A retrospective analysis of pancreatic enucleations and resections performed from March 1998 to April 2010. We defined a clinically significant POPF as a grade B that required nonoperative intervention and grade C.
One hundred twenty-two patients were identified; 62 patients had enucleations and 60 patients had resections of PNET. The rate of clinically significant POPF was 23.7 % (29/122). For pancreatic enucleation, the POPF rate was 27.4 % (17/62, 14 grade B, 3 grade C). The pancreatic resection group had a POPF rate of 20 % (12/60, 10 grade B, 2 grade C). This difference was not significant (p = 0.4). In univariate analyses, patients in the enucleation group with hereditary syndromes (p = 0.02) and non-insulinoma tumors (p = 0.02) had a higher POPF rate. Patients in the resection group with body mass index (BMI) > 25 (p < 0.01), multiple endocrine neoplasia type 1 (MEN-1; p < 0.01) and those who underwent simultaneous multiple procedures (p = 0.02) had a higher POPF rate. Multivariate analyses revealed that hereditary syndromes were able to predict POPF in the enucleation group, while having BMI > 25 and increasing lesion size were also associated with POPF in the group undergoing resection.

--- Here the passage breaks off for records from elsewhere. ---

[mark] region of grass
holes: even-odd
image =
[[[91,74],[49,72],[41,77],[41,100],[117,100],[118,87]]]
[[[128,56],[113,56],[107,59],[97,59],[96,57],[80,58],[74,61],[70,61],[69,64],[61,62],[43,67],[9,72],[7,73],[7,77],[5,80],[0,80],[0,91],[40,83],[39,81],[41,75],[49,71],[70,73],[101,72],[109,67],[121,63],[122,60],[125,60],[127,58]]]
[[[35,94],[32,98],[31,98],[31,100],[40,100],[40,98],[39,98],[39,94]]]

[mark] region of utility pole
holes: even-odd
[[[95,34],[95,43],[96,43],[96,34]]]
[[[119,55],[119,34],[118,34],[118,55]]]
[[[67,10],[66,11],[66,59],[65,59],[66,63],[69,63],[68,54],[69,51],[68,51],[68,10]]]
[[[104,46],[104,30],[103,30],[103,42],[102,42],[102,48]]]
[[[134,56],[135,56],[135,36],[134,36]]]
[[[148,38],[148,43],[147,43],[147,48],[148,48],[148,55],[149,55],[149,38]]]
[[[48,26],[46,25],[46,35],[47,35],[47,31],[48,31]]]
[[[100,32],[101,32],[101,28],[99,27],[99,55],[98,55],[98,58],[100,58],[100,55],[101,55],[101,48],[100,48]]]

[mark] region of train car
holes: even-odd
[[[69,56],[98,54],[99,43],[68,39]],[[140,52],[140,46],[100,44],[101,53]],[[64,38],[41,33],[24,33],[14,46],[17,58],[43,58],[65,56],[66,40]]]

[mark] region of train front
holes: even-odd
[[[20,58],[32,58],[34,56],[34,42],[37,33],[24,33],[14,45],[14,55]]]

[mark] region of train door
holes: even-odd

We found a clinically significant POPF rate after surgery in PNET to be 23.7 % with no difference by the type of operation. Our POPF rate is comparable to that reported in the literature for pancreatic resection for other types of tumors. Certain inherited genetic diseases—von Hippel–Lindau disease (VHL) and MEN-1—were associated with higher POPF rates.